The model predicted false more often for women. It actually also wrong less often. This fits with the reality where women empirically don't have cirrhosis. Is this a good thing? 
- the model has high accuracy, precision, and recall
- it seems that it capture the reality well.
- what if the next patient is a heavy drinker women ? 

# What do we think about fake data?
- On one hand, we can create a dataset where there is a column `drinker`. We can then demonstrate that the model biased toward men being drinker, thus higher likelihood of cirrhosis.
- On the other hand, the data is fake. That is bad in itself (?)

I'm on the side supporting fake (but sensible) dataset where we only add the column drinker in this one. Then, we show that the fixed model still bias (not on saying no all the time) but on make being drinker. Then, we show yet another balanced dataset. 

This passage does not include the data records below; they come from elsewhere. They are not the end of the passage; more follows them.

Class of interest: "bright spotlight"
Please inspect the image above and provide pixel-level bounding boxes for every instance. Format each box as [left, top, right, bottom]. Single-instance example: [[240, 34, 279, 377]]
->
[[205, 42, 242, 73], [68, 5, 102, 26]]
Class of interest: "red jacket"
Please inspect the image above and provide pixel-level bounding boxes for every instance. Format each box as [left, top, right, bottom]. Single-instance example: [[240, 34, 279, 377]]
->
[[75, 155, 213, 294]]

Of course, this might just be enough already. Of course, other ideas are more than welcome!

# Appendix: Key Concepts for Interpreting AI Results in Healthcare

1. Understanding the Classification Report
* __Precision__

    * Definition: The proportion of positive identifications that were actually correct.
    * Formula:
        $$
        \text{Precision} = \frac{\text{True Positives}}{\text{True Positives} + \text{False Positives}}
        $$
    * Example: If your __model predicted 100__ patients will recover and __80 of them actually did__, __precision = 80%__.


* __Recall (Sensitivity)__ 

    * Definition: The proportion of actual positives that were identified correctly.
    * Formula:
        $$
        \text{Recall} = \frac{\text{True Positives}}{\text{True Positives} + \text{False Negatives}}
        $$
    * Example: If __100 patients actually recovered__ and the __model identified 80__ of them, __recall = 80%__.

* __F1-score__ 
    * Definition: A single score that balances precision and recall (their harmonic mean).
    * Good for: Imbalanced datasets where both false positives and false negatives matter.
    * Formula:
        $$
        \text{F1} = 2*\frac{\text{Precision} * \text{Recall}}{\text{Precision} + \text{Recall}}
        $$    


* __Support__: The number of true instances for each label in the dataset.


2. __Common AI Evaluation Metrics in Healthcare__
* __AUC-ROC__: 
    Measures a model’s ability to distinguish between classes (disease vs. no disease) at various thresholds.

* __Confusion Matrix__: 
    Summarizes the number of correct and incorrect predictions.
    Example: True Positives (TP), True Negatives (TN), False Positives (FP), False Negatives (FN).

* __Accuracy__: 
    Overall percentage of correct predictions.
    Caution: Can be misleading if classes are imbalanced.